Televangelist Kenneth Copeland and his frequent sidekick David Barton think that post-traumatic stress disorder experienced by soldiers and veterans is just the result of demonic possession. If you read the Bible, they said on Veterans’ Day, you’ll see that God has promised deliverance to soldiers who fought in divinely sanctioned wars.

This isn’t the first time Copeland has been criticized for his bogus faith-healing advice, or his lavish lifestyle, financed by persuading television viewers that if they give him money, God will bless them in return.

How does Copeland continue to get away with this, despite criticism from within evangelical-land? Don’t reasonable, rational evangelicals like Warren Throckmorton and Joe Carter cast doubt on “the fools Copeland and Barton?”

Copeland, though, is no fool—he’s laughing all the way to the bank, with the help of regulation-averse conservatives. In 2007, Sen. Charles Grassley, then the ranking member of the Senate Finance Committee, began investigating the activities of six televangelists, including Copeland, to determine whether they were misusing their tax-exempt ministries for profit. Copeland didn’t cooperate with the investigation, and used his connections to fight back, claiming that then-presidential candidate Mike Huckabee provided assurances he would “stand with” him. Copeland had long enjoyed relationships with Republican candidates, including former presidents George H.W. Bush and George W. Bush. The latter was told by a religious outreach advisor during his first presidential campaign that Copeland was “arguably one of the most important religious leaders in the nation.”

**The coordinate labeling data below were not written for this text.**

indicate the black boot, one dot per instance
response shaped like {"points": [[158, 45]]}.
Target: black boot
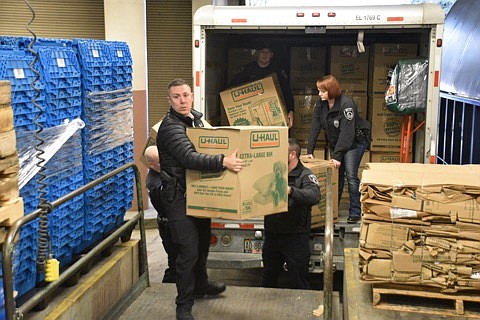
{"points": [[214, 288], [184, 314]]}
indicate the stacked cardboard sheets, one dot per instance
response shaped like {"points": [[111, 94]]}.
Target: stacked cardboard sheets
{"points": [[421, 225]]}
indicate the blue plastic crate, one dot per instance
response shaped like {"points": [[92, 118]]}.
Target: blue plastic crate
{"points": [[24, 282], [119, 53], [92, 53], [59, 63]]}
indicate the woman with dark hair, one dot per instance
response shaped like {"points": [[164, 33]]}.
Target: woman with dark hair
{"points": [[348, 136]]}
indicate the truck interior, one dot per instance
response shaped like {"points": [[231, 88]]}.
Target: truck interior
{"points": [[219, 42]]}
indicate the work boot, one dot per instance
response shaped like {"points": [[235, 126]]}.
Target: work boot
{"points": [[184, 314], [214, 288]]}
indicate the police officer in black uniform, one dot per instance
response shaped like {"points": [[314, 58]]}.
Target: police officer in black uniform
{"points": [[348, 137], [154, 186], [287, 234], [190, 235], [263, 68]]}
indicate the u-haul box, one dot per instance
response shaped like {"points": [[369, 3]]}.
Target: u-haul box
{"points": [[258, 190]]}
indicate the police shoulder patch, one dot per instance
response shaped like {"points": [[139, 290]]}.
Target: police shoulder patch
{"points": [[313, 178], [348, 113]]}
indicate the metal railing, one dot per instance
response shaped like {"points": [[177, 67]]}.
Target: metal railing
{"points": [[8, 247], [328, 254]]}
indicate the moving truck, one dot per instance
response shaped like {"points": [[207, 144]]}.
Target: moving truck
{"points": [[359, 45]]}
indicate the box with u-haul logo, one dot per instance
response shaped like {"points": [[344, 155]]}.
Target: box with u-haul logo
{"points": [[258, 103], [258, 190]]}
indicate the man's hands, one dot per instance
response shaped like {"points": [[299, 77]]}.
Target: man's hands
{"points": [[232, 162], [336, 164], [290, 119]]}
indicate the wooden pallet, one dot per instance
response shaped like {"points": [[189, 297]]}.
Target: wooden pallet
{"points": [[425, 300]]}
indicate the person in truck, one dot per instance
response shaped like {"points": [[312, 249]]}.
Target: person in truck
{"points": [[154, 187], [348, 137], [262, 68], [287, 234], [191, 235]]}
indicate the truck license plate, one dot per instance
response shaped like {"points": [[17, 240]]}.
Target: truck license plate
{"points": [[252, 246]]}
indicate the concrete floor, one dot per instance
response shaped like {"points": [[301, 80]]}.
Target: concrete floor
{"points": [[244, 299]]}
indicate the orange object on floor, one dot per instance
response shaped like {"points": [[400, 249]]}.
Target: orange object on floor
{"points": [[407, 132]]}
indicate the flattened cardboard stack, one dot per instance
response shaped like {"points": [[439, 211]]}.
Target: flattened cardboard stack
{"points": [[421, 225], [11, 204]]}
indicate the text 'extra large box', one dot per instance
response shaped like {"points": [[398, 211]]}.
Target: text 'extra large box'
{"points": [[258, 190], [259, 103]]}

In early 2011, the Grassley investigation was over, with little to show for the Committee’s efforts, and those of the Trinity Foundation, whose indefatigable sleuthing had led to the Senate’s intervention. Rather than recommend or initiate any government oversight, Grassley’s staff opted for self-reform” within the televangelist community. Why? Because, according to the Committee’s staff memo, there was a “high level of distrust” of the government by the churches under investigation and the religious advocacy groups that supported them. Translation: they didn’t want the government engaging in any oversight of their financial activities. Religious freedom and all.

The committee staff report on Copeland’s ministry revealed the lengths to which Copeland’s Eagle Mountain International Church and Kenneth Copeland Ministries went to avoid oversight:

EMIC/KCM’s response to the Committee and its public statements made it clear that EMIC/KCM did not intend to cooperate with the Committee’s request. . . .

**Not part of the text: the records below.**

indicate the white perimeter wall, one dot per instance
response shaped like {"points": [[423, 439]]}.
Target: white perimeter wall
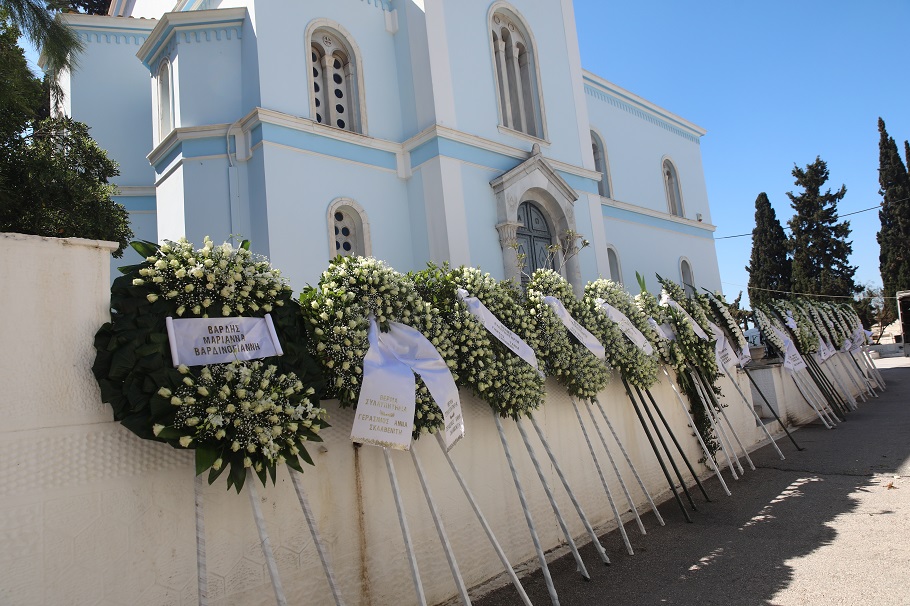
{"points": [[91, 514]]}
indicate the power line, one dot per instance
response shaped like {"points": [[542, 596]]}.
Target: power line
{"points": [[856, 212], [806, 294]]}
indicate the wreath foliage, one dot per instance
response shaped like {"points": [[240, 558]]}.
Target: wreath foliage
{"points": [[338, 312], [635, 366], [490, 369], [243, 414], [563, 357]]}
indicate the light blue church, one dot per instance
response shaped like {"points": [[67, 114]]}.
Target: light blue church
{"points": [[409, 130]]}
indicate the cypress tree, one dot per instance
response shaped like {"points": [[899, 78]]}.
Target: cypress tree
{"points": [[769, 267], [818, 242], [894, 246]]}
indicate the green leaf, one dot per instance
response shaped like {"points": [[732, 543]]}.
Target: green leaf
{"points": [[294, 463], [214, 473], [641, 282], [306, 457], [145, 248], [205, 458]]}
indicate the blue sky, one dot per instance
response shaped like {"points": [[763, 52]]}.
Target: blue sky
{"points": [[774, 83]]}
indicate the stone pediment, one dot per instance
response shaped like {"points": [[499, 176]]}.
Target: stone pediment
{"points": [[535, 165]]}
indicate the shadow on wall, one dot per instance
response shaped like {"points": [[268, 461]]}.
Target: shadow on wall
{"points": [[737, 550]]}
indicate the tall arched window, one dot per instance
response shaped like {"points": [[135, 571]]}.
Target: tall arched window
{"points": [[615, 270], [671, 183], [516, 74], [685, 275], [334, 83], [600, 164], [534, 238], [165, 101], [349, 231]]}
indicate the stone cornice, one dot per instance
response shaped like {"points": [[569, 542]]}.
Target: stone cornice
{"points": [[108, 30], [642, 108], [194, 26], [641, 210]]}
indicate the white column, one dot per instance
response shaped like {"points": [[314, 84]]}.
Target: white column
{"points": [[504, 92]]}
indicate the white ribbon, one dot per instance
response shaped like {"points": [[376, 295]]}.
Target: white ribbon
{"points": [[580, 332], [626, 326], [859, 339], [723, 351], [664, 330], [200, 341], [385, 409], [825, 351], [790, 321], [699, 331], [498, 329], [792, 359]]}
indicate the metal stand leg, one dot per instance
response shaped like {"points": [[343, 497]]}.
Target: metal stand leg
{"points": [[663, 467], [317, 540], [758, 420], [562, 523], [704, 448], [565, 484], [809, 401], [625, 455], [483, 522], [270, 563], [616, 516], [201, 569], [682, 453], [733, 463], [722, 413], [440, 530], [405, 531], [524, 507], [823, 403]]}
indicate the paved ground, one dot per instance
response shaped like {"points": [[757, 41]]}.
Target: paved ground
{"points": [[827, 526]]}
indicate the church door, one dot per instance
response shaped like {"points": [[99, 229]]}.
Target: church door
{"points": [[533, 239]]}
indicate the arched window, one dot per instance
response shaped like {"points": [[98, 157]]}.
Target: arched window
{"points": [[334, 83], [600, 165], [534, 239], [349, 232], [615, 270], [685, 275], [516, 74], [165, 102], [671, 183]]}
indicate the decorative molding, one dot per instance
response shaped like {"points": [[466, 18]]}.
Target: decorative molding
{"points": [[631, 103], [102, 29], [641, 210], [193, 26], [508, 233]]}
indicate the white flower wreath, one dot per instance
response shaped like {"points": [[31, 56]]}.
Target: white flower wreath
{"points": [[576, 368], [338, 311], [244, 414], [511, 386], [636, 367]]}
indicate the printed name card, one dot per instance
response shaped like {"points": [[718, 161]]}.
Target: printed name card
{"points": [[200, 341], [387, 402], [626, 326], [581, 333], [498, 329], [699, 331]]}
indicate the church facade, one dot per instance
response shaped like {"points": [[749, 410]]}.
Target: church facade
{"points": [[409, 130]]}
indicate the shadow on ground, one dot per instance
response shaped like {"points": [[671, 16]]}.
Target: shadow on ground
{"points": [[736, 550]]}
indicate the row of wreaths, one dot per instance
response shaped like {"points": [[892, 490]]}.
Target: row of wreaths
{"points": [[260, 414]]}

Several former employees of EMIC/KCM indicated that EMIC/KCM used intimidation in an effort to keep informants from speaking to the Committee. . . . One former employee stated the following, “The Copelands employ guerilla tactics to keep their employees silent. We are flat out told and threatened that if we talk, God will blight our finances, strike our families down, and pretty much afflict us with everything evil and unholy. Rather, God will allow Satan to do those things to us because we have stepped out from under His umbrella of protection, by “touching God’s anointed Prophet.” Further, employees are encouraged to shun and treat badly anyone who dares speak out.

“God’s anointed prophet” is, of course, Copeland. That phrase comes from Psalm 105:15. It is frequently used by prosperity televangelists to intimidate critics. 

Has Copeland finally gone too far? This PTSD controversy probably won’t put the tiniest of dents in his multi-million dollar empire. And for that, we have the “high level of distrust” of the government to thank.